Many years ago, a young man of about my age told me that he worried he’d missed the wife God had planned for him. He’d prayed for a mate, and not just a mate but the perfect mate, the mate made for him, and he knew God answers prayer.
But, he worried, what if he hadn’t been listening when God answered? What if she’d walked into his life and he didn’t realize it and let her walk out? Or didn’t recognize her because she had a funny haircut or an annoying laugh? What if he met someone he thought was God’s mate for him and married her, but she wasn’t?
He felt fear close to panic. What if he let down the one God had planned for him? What would she do without him? What would he do without her? They wouldn’t have the life God wanted for them. They’d both endure a less-than-ideal marriage.
Tied in knots
The poor man had tied himself in knots with worry. I was a Protestant, but I had not grown up with that kind of evangelical piety. I thought the idea was crazy but managed not to say, “Are you nuts?”
I knew we didn’t get a wife or husband by a kind of divine same-day delivery, with satisfaction guaranteed, which is what I think he expected. He seemed to assume God’s Perfect Match would bring him a wife with the same heart and mind as he, and make marriage easy.
I said something about God not planning our lives that way, at least not often, instead expecting us to make wise decisions — and then, by being faithful to our decisions even if they proved unwise, making life work out as well as we could. We found a spouse, with whom we shared something but not everything, and with her made the marriage work.

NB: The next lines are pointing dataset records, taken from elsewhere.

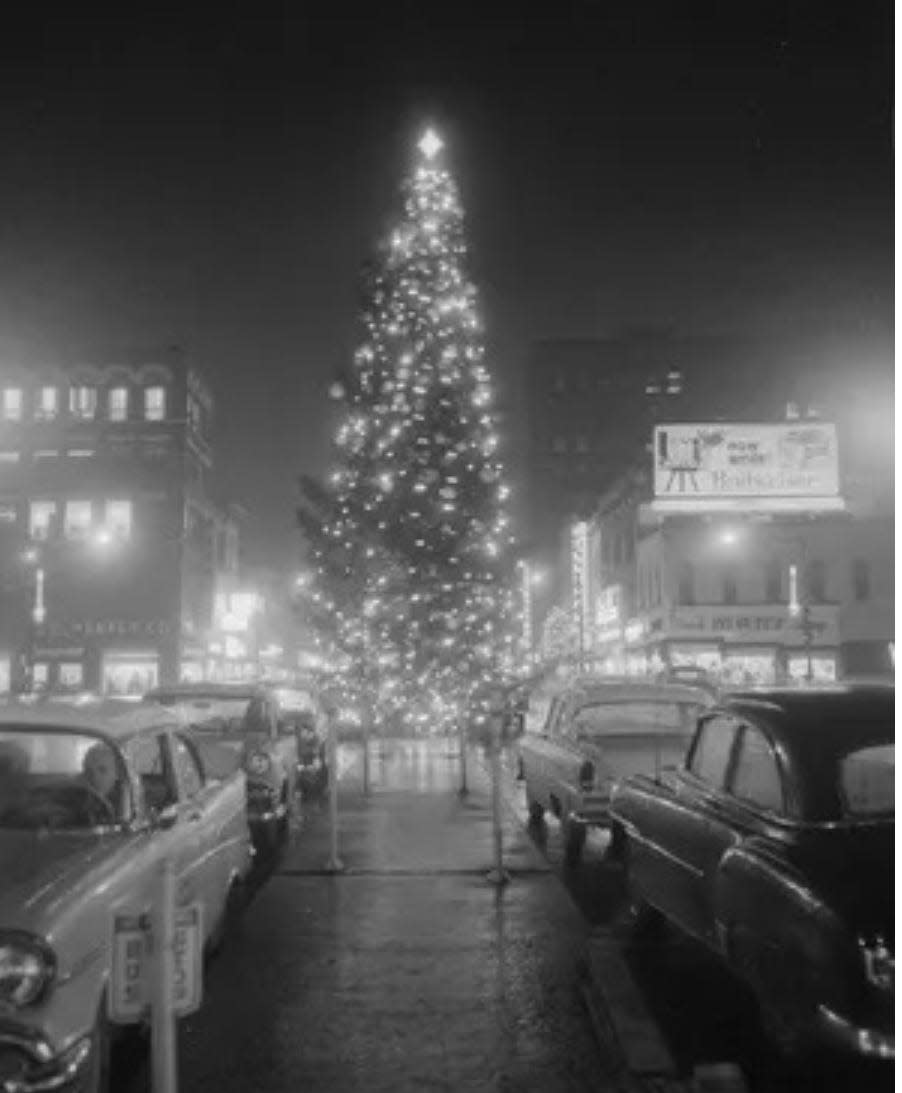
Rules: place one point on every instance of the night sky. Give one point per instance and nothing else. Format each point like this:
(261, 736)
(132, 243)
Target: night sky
(214, 180)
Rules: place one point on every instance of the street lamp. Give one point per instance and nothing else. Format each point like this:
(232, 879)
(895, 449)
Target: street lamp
(799, 606)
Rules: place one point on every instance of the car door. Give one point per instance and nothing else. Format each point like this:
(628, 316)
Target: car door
(150, 759)
(751, 792)
(682, 824)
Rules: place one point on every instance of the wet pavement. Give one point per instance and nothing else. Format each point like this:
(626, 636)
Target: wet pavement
(409, 971)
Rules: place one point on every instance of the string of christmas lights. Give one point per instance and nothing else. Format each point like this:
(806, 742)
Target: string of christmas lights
(411, 540)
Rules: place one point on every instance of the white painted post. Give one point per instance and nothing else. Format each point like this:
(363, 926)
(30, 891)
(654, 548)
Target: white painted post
(335, 864)
(164, 1072)
(498, 874)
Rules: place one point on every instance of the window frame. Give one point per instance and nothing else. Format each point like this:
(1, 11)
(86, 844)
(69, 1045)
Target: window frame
(748, 726)
(704, 720)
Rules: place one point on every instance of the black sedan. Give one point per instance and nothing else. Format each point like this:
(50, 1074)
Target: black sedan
(773, 845)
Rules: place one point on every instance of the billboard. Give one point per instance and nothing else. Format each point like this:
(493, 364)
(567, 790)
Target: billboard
(717, 461)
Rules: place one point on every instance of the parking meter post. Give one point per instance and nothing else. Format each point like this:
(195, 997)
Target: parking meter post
(498, 874)
(335, 864)
(163, 1030)
(463, 743)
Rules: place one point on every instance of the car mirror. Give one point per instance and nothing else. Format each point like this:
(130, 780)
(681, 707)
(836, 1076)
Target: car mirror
(166, 817)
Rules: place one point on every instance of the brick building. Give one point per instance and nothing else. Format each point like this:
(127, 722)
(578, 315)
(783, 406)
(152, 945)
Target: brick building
(110, 542)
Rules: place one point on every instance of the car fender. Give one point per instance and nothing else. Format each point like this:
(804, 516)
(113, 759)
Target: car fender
(772, 927)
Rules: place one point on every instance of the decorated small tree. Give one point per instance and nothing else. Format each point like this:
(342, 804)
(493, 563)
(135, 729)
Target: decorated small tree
(411, 540)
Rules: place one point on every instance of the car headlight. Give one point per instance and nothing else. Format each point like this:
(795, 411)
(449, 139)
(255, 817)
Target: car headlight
(27, 966)
(879, 963)
(258, 763)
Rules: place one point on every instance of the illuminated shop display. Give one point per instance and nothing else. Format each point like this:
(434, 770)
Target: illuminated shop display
(129, 673)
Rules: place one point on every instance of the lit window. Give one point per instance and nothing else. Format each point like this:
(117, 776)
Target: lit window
(154, 403)
(83, 402)
(46, 403)
(78, 519)
(11, 403)
(42, 515)
(118, 518)
(118, 403)
(71, 673)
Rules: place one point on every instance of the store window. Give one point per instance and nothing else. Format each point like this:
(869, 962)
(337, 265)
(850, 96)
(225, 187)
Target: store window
(118, 403)
(861, 579)
(712, 750)
(154, 403)
(71, 673)
(117, 518)
(42, 515)
(756, 779)
(773, 582)
(83, 402)
(686, 586)
(46, 403)
(11, 403)
(817, 582)
(78, 519)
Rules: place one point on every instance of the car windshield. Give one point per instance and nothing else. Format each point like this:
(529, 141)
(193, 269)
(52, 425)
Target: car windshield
(601, 719)
(867, 782)
(59, 780)
(224, 715)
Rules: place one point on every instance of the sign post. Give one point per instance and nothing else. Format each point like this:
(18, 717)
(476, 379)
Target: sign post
(335, 864)
(498, 874)
(157, 963)
(163, 1033)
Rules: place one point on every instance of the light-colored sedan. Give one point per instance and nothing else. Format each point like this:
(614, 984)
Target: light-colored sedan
(92, 799)
(596, 731)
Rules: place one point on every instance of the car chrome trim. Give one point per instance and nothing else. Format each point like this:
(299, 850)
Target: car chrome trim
(664, 853)
(868, 1042)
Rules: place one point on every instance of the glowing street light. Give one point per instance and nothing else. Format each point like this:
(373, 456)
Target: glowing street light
(431, 144)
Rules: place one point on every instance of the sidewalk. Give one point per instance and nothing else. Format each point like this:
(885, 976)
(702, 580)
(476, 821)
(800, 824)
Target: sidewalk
(409, 972)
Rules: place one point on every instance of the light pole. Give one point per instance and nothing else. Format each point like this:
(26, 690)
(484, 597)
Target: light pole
(799, 603)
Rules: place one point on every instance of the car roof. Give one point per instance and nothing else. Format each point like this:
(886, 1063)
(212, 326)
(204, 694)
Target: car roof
(109, 717)
(209, 691)
(615, 690)
(815, 727)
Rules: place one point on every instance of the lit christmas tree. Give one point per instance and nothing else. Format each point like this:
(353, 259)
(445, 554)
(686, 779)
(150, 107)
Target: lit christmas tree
(411, 540)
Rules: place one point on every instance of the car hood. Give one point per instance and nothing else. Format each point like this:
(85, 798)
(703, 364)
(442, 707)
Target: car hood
(852, 869)
(41, 872)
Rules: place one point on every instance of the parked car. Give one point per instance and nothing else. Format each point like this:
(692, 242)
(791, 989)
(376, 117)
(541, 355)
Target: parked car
(246, 718)
(91, 801)
(773, 845)
(303, 715)
(596, 731)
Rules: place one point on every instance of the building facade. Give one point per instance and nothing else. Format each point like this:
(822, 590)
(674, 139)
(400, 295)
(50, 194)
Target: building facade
(110, 543)
(760, 573)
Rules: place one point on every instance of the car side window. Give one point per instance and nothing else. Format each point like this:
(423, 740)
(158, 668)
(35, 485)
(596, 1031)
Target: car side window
(190, 772)
(756, 778)
(712, 750)
(150, 760)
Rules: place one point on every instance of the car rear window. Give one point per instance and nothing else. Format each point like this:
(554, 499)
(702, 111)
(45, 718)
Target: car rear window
(627, 718)
(867, 782)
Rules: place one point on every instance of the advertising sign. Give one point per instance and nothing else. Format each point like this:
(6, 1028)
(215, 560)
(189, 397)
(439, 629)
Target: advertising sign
(795, 459)
(756, 624)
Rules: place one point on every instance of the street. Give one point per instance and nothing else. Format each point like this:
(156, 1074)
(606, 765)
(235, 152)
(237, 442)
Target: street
(411, 972)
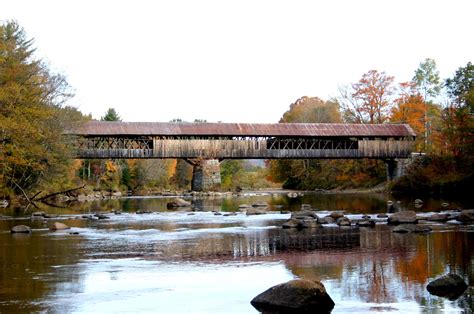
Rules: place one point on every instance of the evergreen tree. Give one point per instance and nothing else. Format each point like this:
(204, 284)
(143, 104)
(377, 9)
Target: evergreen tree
(111, 115)
(33, 151)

I still meet people, including Catholics, who have the young man’s idea that God is moving the world around in a game of infinite-dimension chess to give them particular things they need or want. Many other people expect more miracles than they’re getting.

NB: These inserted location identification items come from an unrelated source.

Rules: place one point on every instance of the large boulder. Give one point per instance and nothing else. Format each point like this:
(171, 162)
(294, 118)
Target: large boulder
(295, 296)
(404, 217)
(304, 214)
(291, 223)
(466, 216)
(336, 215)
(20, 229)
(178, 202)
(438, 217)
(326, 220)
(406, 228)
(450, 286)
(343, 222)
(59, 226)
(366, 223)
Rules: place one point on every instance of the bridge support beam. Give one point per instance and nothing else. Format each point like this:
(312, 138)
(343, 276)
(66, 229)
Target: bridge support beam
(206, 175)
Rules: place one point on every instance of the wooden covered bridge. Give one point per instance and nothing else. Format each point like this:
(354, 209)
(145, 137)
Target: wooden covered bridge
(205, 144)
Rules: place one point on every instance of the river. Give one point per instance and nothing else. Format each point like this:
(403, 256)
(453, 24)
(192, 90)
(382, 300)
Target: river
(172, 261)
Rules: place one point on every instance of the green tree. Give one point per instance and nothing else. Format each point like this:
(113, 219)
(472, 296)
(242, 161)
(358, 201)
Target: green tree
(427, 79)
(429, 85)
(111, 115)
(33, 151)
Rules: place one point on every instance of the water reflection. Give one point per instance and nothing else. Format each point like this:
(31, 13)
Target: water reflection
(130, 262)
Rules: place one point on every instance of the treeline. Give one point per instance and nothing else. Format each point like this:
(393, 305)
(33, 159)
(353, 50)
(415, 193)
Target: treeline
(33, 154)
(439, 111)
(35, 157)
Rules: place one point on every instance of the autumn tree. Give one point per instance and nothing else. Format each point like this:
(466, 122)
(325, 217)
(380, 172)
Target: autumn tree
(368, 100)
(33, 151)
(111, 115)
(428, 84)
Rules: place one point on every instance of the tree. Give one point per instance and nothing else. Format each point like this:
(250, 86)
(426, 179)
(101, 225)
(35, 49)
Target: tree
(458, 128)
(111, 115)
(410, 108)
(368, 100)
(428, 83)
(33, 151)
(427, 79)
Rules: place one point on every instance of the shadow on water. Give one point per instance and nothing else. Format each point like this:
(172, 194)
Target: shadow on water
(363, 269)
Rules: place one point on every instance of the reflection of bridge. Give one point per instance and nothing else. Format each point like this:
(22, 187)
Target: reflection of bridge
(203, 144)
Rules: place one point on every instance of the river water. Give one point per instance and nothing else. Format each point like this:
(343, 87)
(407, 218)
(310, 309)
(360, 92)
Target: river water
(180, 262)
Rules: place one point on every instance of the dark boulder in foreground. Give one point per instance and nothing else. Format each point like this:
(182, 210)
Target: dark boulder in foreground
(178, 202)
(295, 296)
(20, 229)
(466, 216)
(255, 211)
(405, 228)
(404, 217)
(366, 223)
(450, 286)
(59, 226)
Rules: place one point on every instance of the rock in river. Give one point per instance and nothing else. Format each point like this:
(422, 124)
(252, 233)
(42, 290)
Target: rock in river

In my years among the evangelicals (working at a seminary), I saw a lot of people make horrible decisions by assuming God had given them what they wanted, and I saw others treat people horribly for the same reason. Discovering Catholicism, with its “just do it” ethos, was a relief.
How God works
My friend and his peers are like someone who, having watched a highlight film of an NFL season, assumes that someone should make an amazing catch or run or tackle or interception on every play. He thinks the team fails when it gets 4 yards on a simple run up the middle rather than getting 50 yards on a diving toe-tap catch in the end zone.
This person doesn’t get football. He leaves out all the training, study and practice that go into playing. He misunderstands the nature of the game, in which a team wins or loses based on how hard they work to get better and how well they grind it out.
The great plays usually result from a lot of grinding. The days in the weight room, on the practice field and in the film room — and, in the game itself, the 4-yard runs up the middle — make the toe-tap catch possible.
The Catholic understanding holds that God expects us to make most or all of our big decisions, using all the tools he’s given us for discernment, particularly prayer and the sacraments, not least confession, and the words of Scripture and the Church’s teaching — which are, though we tend to forget this, themselves miracles — but also including self-discipline, self-knowledge and common sense, the wisdom of those who know better than we do, and the insight of others who know and care for us.
Having made those decisions, we make them work using the same tools. We get better at life the longer we work at it in the faithful use of what God has given us.
God with us
God occasionally steps in, but on his terms and for his reasons. We should take obvious interventions as blessings and not presume we’ll get them when we want them. God sprung St. Paul from prison but he didn’t heal him of his thorn in the flesh.
The Catholic life is a getting-better-at-it, grinding-it-out life, with occasional and unpredictable highlights when God helps us in a more dramatic way than usual. The secret is that in working through life with God’s help, as painful as it can be, we can experience deep joy, even if he never arranges our life for us.
And if we want to experience a great, dramatic miraculous intervention in our lives, we can always go to Mass.